Last week, a group of 25 state attorneys general warned that was exactly the sort of scenario the government should avoid.

“Thousands of Americans have died, and it is a top priority of every state to enforce the law against the perpetrators whose misconduct caused the opioid crisis,” the attorneys general wrote in a letter to Attorney General William Barr. The last business our states should protect with special public status is this opioid company.”

Democratic legislators separately wrote a letter to Barr last week expressing “deep concern” about the potential resolution with Purdue Pharma. They wrote the Sacklers belonged in prison for what they’d done and that financial penalties were too little a punishment for a company owned by billionaires.
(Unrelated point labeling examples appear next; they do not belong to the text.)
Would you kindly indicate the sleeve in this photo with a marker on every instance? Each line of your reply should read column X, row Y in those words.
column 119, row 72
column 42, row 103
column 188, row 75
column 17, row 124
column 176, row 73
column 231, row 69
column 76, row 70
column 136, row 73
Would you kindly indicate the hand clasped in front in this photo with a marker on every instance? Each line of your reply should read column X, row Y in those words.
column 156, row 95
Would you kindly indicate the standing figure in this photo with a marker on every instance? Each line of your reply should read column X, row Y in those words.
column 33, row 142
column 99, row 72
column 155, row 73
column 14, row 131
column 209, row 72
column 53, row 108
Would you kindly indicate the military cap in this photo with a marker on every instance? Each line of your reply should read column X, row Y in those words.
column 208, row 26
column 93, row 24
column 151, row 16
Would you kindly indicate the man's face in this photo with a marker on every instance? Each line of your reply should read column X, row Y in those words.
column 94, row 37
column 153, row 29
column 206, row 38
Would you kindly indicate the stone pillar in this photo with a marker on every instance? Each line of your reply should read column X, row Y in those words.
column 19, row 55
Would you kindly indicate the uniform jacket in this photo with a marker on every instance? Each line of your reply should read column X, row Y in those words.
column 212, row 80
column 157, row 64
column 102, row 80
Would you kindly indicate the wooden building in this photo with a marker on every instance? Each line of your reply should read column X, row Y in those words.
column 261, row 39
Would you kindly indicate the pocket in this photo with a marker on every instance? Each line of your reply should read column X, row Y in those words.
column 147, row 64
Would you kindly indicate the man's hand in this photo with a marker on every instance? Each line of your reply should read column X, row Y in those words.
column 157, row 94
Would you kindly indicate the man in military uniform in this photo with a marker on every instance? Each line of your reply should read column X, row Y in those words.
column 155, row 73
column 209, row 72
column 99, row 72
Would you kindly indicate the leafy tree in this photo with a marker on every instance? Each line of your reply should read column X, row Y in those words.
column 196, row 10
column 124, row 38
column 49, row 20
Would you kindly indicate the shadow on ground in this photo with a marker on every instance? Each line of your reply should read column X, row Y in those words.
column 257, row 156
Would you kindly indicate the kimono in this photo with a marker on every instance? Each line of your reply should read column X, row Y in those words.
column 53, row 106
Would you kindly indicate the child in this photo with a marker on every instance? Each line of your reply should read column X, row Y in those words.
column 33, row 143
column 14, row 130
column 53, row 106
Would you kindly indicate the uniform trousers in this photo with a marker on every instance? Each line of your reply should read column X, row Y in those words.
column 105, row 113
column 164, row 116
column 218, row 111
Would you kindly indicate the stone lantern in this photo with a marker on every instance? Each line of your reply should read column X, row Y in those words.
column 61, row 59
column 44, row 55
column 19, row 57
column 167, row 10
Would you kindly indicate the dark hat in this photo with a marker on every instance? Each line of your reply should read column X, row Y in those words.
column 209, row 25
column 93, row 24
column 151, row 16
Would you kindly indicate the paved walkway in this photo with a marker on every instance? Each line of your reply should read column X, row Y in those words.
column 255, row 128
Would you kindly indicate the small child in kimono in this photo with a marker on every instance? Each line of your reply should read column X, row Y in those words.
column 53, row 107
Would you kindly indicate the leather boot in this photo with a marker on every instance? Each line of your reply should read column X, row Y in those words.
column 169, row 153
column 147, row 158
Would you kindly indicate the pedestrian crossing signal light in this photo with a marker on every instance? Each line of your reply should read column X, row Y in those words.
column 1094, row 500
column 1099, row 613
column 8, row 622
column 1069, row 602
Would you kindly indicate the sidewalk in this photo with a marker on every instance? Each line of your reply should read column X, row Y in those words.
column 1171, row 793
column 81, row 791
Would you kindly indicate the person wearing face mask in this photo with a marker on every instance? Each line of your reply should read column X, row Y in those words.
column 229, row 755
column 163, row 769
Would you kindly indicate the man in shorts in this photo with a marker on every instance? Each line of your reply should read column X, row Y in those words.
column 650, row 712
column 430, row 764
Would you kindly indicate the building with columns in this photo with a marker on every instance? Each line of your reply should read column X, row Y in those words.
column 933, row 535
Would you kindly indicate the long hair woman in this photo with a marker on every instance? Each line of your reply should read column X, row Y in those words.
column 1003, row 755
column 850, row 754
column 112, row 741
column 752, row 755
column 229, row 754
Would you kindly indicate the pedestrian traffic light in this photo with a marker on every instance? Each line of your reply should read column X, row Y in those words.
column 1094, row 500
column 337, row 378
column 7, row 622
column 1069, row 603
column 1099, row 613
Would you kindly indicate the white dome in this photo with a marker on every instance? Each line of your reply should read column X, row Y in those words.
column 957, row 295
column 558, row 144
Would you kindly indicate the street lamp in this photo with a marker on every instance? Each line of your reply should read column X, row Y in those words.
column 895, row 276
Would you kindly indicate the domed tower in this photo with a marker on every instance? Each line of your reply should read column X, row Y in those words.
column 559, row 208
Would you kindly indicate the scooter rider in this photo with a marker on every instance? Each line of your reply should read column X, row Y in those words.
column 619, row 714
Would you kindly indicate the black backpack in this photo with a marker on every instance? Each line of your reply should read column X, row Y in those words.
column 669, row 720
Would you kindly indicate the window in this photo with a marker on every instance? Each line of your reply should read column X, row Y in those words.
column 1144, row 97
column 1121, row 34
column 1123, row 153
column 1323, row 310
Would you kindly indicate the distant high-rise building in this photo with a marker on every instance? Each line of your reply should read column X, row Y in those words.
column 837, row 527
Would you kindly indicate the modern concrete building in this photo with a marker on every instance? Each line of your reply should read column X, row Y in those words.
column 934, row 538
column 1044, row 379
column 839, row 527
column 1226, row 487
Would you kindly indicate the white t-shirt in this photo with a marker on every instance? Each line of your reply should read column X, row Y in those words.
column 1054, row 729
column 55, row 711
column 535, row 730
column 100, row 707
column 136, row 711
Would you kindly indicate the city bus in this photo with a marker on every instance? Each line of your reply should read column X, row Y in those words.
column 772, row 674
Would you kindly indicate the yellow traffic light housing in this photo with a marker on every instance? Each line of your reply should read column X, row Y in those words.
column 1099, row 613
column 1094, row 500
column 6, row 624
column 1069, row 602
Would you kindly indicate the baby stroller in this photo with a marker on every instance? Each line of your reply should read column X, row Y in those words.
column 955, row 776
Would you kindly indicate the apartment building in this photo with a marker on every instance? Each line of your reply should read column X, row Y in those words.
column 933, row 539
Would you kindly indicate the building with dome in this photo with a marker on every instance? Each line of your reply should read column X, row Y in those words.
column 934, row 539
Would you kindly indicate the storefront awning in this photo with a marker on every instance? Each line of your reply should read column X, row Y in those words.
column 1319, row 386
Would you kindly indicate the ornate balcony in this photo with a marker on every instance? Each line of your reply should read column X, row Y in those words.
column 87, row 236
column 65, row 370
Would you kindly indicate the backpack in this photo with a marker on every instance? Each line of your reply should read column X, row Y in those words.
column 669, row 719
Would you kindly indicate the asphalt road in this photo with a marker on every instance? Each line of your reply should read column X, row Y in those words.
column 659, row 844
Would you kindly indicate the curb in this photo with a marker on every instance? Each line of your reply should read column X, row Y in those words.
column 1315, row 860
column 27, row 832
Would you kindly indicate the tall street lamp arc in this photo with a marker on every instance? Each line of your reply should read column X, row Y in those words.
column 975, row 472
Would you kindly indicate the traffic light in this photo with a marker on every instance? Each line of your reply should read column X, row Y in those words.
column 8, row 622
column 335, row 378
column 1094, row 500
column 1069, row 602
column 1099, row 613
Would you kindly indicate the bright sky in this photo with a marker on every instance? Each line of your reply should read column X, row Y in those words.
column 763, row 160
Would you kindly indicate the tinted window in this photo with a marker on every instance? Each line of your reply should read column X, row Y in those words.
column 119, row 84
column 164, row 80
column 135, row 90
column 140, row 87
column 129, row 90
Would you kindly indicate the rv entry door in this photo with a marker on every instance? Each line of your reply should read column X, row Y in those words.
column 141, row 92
“Millions of American families impacted by the opioid epidemic are looking to you and your Department for Justice,” the legislators wrote. “Justice for the sleepless nights spent worrying about sons and daughters trapped in the grip of substance use disorder, justice for the jobs lost and the lives ruined, and justice for the lives of loved ones lost to overdoses.”

“If the only practical consequence of your department’s investigation is that a handful of billionaires are made slightly less rich, we fear that the American people will lose faith in the ability of the department to provide accountability and equal justice under the law,” they added.

CORRECTION Oct. 21, 2020 8:28 p.m.: This article has been corrected to reflect the fact that the nearly 450,000 opioid overdoses that occurred from 1999 to 2018 resulted from both illicit and prescription opioids more generally, not just OxyContin.